Sanremo è lì, come una tentazione, non per lui ma per chi fa le domande. Mai pentito per i tuoi troppi no? «No». Quello che aveva da dire lo ha già detto. «Ciao ciao, guarda che belli i fiori in quella città, che mai mi ha vinto e mai nemmeno mi vedrà. Guarda che mare. Guarda che barche piccole che vanno a navigare». Se ne frega del calendario. Chi ha detto che siamo a due passi dal festival. Questo è un buon febbraio per parlare del suo nuovo album. Sotto il Vulcano. Il titolo è rubato al romanzo di Malcolm Lowry. È una profezia? Un monito? Un criptogramma? È un caso che sia ambientato in Messico? È quello che cova sotto il destino dell'Italia? «È un titolo preso in prestito». Ti senti come il protagonista? «Spero di no. Il protagonista è un alcolizzato». È sicuramente il concerto registrato a Taormina, durante «Amore e furto tour». C'è il segno di Lucio Dalla ed è per lui questo disco, ma senza prefiche che piangono. «Ero in Sicilia l'estate scorsa e sono capitato vicino a casa di Lucio, ai piedi dell'Etna, e mi è venuta in mente 4 marzo 1943. Il giorno dopo dovevamo suonare a Taormina, così l'abbiamo messa nella scaletta.
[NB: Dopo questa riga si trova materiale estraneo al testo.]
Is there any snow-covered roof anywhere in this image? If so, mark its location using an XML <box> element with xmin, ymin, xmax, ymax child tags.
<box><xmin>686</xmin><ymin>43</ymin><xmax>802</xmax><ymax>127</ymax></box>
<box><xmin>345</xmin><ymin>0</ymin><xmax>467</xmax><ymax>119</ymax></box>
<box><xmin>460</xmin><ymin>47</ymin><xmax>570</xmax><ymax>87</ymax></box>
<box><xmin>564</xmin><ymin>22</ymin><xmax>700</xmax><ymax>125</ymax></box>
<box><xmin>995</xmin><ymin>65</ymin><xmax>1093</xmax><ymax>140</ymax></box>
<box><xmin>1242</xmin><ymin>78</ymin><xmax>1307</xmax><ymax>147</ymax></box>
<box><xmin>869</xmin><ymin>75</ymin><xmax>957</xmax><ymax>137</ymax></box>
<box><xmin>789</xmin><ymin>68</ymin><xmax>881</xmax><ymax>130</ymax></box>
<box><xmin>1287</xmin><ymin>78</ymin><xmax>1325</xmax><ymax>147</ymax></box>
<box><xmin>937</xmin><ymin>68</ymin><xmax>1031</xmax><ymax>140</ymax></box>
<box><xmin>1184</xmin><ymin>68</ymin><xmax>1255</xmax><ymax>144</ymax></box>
Non ho pensato a una celebrazione e neppure a un rito o a un omaggio pubblico. Niente del genere. Solo a questa grande canzone, a come la cantava Lucio e al tempo che è passato senza toccarla». C'è una curiosità. La versione che De Gregori ha scelto è quella della Rai, quella che si dice censurata, dove non ci sono «i ladri e le puttane» ma «la gente del porto», dove non giocava a far la Madonna, ma «la donna con il bimbo da fasciare». Perché? «Lo so che Lucio cantava l'altra versione. Io ho scelto quella con la gente del porto. La trovo più delicata, più dolce e dove più forte sento il senso della maternità».
Dalla e De Gregori come Don Chisciotte e Sancho Panza. La prima volta nel '79, la seconda nel 2010. Uno alto e l'altro basso in tour per una Mancia immaginaria. Non hai mai pensato di rifare un terzo Banana Republic? «Lucio non c'è più». Con qualcun altro. «Con qualcun altro?». Sì, un altro artista? «Con Bélen». E ancora. Ma al posto di Bob Dylan saresti andato a Stoccolma a ritirare il Nobel? «Io sì. Mi sarei messo pure lo smoking. Sono bello in smoking».
Il circo butta via la maschera.
Si va a mangiare. De Gregori licenzia l'alter ego e ti torna a parlare piano e tu lo saluti con un grazie. «Sempre e per sempre tu, ricordati, dovunque sei, se mi cercherai. Sempre e per sempre dalla stessa parte mi troverai».